In addition to Twitter data, we collected 17 social-geographical variables (Table 1). Two hazard variables, including rainfall threat and wind threat, were derived from the rainfall observations (Figure 2A) and hurricane track data (Figure 2D) from the National Hurricane Center under NOAA (NOAA 2018). There are 3,085 rainfall observation stations in Texas and Louisiana, each recording daily rainfall depth from 25 August to 4 September 2017. Empirical Bayesian Kriging (EBK) interpolation in ArcGIS 10.6 was used to generate a continuous surface of rainfall depth in Texas and Louisiana based on the cumulative rainfall depth during that period (Zou et al. 2015; Figure 2B). The neighborhood searching number in EBK was defined as 12 neighboring observations with a grid size of 30m*30m. Rainfall threat in each county was computed as the averaged interpolated rainfall depth of all grids within a county (Figure 2C). Wind threat in a county was calculated as the averaged kernel density based on the location of the hurricane track and its wind speed using ArcGIS 10.6 (Figure 2E&F). The grid size was the same (30m*30m), with a bandwidth of 500 km, which is the largest extent of Hurricane Harvey (NOAA 2018).

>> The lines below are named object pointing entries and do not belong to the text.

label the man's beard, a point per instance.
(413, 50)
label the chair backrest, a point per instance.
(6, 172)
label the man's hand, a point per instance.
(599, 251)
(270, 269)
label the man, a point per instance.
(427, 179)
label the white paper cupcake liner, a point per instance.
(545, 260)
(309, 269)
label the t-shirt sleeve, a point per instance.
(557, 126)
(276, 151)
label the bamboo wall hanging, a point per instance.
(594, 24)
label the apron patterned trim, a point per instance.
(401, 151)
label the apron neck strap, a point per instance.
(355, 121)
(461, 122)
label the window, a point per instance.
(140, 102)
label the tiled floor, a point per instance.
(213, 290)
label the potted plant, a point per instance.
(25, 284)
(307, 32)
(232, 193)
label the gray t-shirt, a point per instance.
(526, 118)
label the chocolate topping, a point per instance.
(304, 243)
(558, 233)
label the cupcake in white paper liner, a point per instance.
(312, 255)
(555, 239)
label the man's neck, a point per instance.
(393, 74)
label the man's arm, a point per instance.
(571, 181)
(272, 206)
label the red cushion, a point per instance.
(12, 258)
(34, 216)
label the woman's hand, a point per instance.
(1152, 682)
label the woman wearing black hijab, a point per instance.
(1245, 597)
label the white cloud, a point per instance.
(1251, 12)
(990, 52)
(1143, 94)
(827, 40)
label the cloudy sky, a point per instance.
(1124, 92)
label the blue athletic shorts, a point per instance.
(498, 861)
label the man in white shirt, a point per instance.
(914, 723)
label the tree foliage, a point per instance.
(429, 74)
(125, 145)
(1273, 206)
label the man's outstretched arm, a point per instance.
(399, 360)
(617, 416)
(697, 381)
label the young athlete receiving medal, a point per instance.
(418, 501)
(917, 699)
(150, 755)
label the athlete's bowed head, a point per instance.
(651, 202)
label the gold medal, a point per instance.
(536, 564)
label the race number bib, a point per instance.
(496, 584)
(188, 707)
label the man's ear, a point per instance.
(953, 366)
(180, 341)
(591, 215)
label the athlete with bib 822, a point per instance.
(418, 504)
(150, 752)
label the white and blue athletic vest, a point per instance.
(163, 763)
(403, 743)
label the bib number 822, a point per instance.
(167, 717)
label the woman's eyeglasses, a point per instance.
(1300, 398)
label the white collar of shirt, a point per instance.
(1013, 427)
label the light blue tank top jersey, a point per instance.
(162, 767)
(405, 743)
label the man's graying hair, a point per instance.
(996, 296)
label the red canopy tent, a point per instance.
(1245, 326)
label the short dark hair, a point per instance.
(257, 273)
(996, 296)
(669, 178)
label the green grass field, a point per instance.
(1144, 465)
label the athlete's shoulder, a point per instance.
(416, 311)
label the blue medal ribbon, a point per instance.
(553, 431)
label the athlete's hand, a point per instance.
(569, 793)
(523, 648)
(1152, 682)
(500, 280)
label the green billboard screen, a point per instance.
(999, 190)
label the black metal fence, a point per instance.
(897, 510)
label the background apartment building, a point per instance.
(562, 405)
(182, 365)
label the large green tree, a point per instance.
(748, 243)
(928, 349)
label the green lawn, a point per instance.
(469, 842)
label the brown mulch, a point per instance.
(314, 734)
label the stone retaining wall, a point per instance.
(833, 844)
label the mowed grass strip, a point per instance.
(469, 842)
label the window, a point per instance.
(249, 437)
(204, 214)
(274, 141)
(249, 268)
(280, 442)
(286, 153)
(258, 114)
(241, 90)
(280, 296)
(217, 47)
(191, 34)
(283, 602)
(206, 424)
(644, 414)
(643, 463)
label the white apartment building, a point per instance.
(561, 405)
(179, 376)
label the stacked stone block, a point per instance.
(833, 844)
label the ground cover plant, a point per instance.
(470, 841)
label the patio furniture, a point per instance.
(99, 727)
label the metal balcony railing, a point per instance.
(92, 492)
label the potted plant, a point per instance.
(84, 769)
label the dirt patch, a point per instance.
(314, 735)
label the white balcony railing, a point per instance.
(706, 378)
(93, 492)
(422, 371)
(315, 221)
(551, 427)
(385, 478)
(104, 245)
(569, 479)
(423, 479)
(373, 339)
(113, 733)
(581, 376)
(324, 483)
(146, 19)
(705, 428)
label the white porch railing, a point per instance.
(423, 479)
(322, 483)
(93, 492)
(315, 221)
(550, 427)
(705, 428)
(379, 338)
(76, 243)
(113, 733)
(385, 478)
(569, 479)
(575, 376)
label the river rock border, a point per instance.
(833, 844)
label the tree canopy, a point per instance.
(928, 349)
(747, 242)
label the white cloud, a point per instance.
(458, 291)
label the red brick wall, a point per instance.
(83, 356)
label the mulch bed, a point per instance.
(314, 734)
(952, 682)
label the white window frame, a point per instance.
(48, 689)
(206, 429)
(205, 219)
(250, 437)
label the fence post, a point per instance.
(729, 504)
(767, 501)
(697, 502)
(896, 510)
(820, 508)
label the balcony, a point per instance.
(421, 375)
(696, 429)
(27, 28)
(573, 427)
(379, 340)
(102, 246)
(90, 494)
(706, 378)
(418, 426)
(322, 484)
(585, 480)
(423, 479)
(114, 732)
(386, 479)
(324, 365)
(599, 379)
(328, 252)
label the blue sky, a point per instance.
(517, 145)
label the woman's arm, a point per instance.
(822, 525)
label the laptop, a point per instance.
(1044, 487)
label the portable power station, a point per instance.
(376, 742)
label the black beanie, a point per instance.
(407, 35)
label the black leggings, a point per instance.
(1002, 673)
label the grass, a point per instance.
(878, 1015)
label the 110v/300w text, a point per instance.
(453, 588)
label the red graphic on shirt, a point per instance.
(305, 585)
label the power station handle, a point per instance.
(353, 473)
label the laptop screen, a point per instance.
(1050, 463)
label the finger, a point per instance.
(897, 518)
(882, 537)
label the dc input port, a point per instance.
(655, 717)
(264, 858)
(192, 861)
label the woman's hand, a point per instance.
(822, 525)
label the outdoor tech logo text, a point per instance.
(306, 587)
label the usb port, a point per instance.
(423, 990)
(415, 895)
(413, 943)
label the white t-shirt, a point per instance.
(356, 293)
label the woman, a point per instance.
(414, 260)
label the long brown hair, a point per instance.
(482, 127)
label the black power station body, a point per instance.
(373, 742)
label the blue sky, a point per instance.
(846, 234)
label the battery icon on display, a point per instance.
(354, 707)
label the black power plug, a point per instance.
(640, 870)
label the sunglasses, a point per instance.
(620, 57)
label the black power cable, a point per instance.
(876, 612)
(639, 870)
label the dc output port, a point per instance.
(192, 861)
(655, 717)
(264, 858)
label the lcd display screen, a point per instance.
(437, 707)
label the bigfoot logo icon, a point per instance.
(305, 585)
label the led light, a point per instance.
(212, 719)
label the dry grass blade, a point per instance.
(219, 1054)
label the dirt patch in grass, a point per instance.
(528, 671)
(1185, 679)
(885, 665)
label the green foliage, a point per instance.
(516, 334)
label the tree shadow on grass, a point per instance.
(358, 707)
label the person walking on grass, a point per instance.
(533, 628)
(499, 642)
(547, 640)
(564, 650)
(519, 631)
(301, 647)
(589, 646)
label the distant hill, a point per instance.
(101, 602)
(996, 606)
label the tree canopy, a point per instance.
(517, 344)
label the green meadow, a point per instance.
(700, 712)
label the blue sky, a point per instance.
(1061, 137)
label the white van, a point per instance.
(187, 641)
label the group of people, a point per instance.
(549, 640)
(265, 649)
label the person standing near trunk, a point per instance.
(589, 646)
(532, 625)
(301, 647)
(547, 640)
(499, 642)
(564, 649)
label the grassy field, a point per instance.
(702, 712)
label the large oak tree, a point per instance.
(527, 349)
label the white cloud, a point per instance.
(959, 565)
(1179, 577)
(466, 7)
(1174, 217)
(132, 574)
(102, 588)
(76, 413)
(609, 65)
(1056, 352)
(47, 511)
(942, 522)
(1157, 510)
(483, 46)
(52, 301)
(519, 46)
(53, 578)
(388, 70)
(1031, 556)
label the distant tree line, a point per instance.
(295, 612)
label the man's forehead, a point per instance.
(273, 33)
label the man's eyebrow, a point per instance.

Figure 2. (A) Rainfall observations during Hurricane Harvey in Texas and Louisiana; (B) interpolated rainfall depth by Empirical Bayesian Kriging; (C) rainfall threat, averaged county-level rainfall depth; (D) track and wind speed of Hurricane Harvey; (E) kernel density surface by hurricane track and wind speed; (F) wind threat, county-level averaged kernel density.

Table 1. List of geographical and social variables.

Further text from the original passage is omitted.